The primary contribution of MaskFusion is its ability to recognize and accurately track independent moving objects within a scene, simultaneously reconstructing their geometry while providing semantic labels. Unlike prior systems limited to voxel-level semantic segmentation, MaskFusion leverages instance-level semantic segmentation. It effectively fuses semantic labels into an object-aware map, using the power of Mask-RCNN for instance-level object segmentation. This feature allows the system to differentiate between object instances across 80 object classes.

The system's architecture addresses key deficits in traditional SLAM systems: the assumption of a static environment and the absence of semantic context in mapping. MaskFusion's capability to handle multiple independent motions and dynamically update object-aware maps represents significant progress in SLAM research. It aligns with its practicality in enhanced robotic navigation and enhanced augmented reality applications.

Real-time performance is achieved by synchronizing the SLAM and masking components. The semantic segmentation operates asynchronously on a dedicated hardware setup, which permits the SLAM component to maintain dynamic maps at high frame rates, essential for applications involving fast motion or interaction with multiple objects. The segmentation precision is augmented by combining semantic outputs with geometric cues, mitigating imperfections such as boundary leaks in instance masks output by Mask-RCNN.
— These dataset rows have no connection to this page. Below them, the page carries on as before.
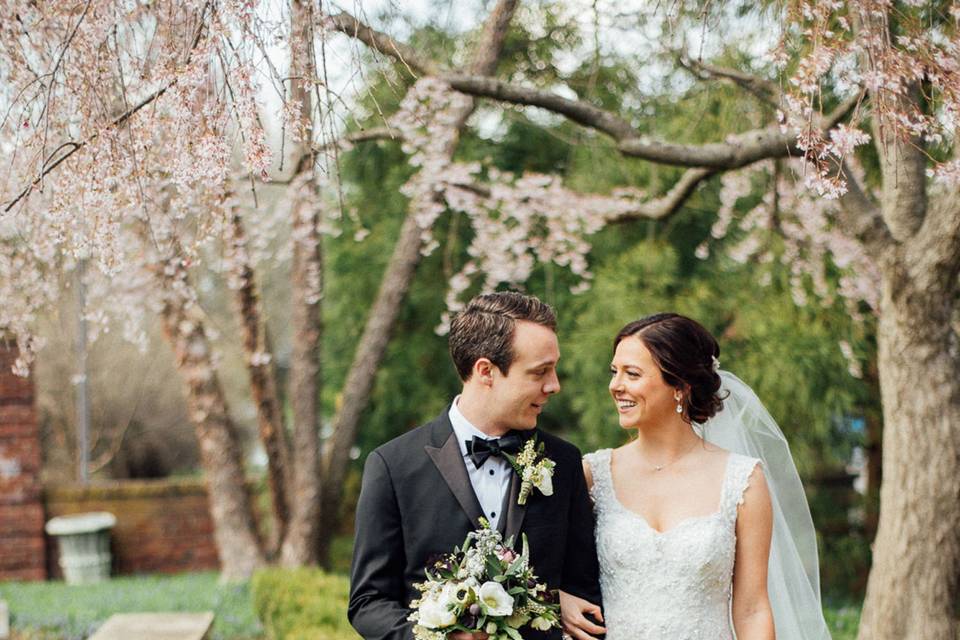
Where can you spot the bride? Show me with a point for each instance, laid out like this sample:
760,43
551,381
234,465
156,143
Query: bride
703,530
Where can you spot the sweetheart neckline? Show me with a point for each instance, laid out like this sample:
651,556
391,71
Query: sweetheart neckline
682,521
646,523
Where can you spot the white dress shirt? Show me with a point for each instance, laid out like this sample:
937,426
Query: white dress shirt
491,481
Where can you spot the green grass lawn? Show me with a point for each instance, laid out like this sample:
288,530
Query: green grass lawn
55,611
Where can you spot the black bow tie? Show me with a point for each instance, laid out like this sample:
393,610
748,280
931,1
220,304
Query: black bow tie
480,449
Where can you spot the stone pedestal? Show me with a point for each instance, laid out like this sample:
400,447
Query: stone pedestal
84,544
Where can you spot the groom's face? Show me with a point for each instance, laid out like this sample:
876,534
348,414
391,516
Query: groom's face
518,397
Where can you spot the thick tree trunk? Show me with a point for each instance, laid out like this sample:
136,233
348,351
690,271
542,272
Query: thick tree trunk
220,453
263,386
913,586
356,390
300,544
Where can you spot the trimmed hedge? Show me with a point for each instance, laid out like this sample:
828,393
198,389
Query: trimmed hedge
302,604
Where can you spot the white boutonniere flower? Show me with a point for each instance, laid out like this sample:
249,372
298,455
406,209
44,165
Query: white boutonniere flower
534,469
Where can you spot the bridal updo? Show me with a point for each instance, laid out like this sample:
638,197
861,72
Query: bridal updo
686,354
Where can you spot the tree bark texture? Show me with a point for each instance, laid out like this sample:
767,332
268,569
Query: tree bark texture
263,386
235,533
913,585
300,544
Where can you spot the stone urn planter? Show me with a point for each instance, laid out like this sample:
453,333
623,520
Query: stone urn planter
84,543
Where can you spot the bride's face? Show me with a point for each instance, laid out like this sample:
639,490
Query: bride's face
637,386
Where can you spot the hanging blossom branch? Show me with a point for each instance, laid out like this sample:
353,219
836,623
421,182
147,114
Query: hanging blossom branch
804,233
764,90
851,44
185,95
380,42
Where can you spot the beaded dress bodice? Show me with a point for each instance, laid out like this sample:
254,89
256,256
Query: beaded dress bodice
674,585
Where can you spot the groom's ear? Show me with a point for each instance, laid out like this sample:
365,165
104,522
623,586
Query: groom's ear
483,371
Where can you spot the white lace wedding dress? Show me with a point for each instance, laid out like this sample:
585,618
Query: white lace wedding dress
674,585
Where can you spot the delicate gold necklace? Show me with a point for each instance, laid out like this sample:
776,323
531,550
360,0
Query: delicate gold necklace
661,467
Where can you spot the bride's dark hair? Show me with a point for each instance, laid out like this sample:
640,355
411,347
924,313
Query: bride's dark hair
685,353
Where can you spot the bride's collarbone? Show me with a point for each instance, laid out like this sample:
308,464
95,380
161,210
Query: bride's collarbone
671,496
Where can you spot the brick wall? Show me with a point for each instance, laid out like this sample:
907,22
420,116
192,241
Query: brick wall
163,526
21,509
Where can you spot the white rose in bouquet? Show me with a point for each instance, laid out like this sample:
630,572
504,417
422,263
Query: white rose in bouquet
494,600
540,624
435,613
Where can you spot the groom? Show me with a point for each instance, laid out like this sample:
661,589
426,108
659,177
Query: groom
425,490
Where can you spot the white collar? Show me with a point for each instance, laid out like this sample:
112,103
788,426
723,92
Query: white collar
463,429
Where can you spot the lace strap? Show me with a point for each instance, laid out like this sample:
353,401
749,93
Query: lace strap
735,483
599,462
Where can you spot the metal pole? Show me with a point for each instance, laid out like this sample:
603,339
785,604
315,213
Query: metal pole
83,406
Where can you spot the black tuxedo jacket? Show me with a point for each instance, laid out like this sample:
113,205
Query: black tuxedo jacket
416,503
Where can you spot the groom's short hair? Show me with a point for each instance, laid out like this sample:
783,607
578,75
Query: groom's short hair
485,328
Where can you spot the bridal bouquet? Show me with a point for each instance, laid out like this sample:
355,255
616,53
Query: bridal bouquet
482,586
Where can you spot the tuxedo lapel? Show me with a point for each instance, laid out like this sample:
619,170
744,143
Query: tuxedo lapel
510,525
449,462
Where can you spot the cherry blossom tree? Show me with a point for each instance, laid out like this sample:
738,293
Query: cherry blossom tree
122,124
891,71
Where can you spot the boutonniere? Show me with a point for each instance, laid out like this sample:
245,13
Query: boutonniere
534,469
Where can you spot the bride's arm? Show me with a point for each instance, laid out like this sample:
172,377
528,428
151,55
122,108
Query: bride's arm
752,615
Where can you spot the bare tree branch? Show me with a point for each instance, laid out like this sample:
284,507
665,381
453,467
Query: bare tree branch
117,122
355,137
671,202
578,111
738,151
381,42
761,88
658,209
Experimental evaluations in dynamic scenarios using established benchmarks showcased the robustness of MaskFusion in comparison with existing SLAM systems, particularly in highly dynamic environments. It demonstrated reduced trajectory errors and consistently improved tracking accuracy in the presence of moving objects. Furthermore, quantitative assessments showed competitive 3D reconstruction accuracy against ground truth models, demonstrating the capability of MaskFusion to maintain precise and consistent tracks of recognized objects.

The paper also highlights the robustness of MaskFusion's object segmentation, validated by Intersection over Union (IoU) metrics against ground truth annotations. The enhancement achieved by combining Mask-RCNN with geometric segmentation is evident in the improved segmentation results throughout tested sequences.

In terms of theoretical implications, this research underscores the feasibility and advantages of integrating semantic understanding with geometric reconstruction in real-time dynamic SLAM frameworks. Pragmatically, the potential extends to various domains requiring real-time object tracking and scene mapping, including mobile robotics and context-aware augmented reality, where system adaptability to dynamic changes is crucial.

Future work could explore further expansions of MaskFusion's framework, addressing the limitations inherently tied to the semantic segmentation's dependency on specific object classes set by the MS-COCO dataset, and improving the handling of non-rigid objects. Advances could also include incorporating online learning mechanisms to recognize novel objects or classes dynamically encountered in a new environment.

In conclusion, the MaskFusion system proposed in this paper offers an innovative solution in the domain of dynamic SLAM tasks. Its methodology, encompassing real-time semantic segmentation integrated with robust reconstruction and tracking algorithms, positions it as a transformative tool that sets a precedent for future research in adaptable, semantic SLAM systems.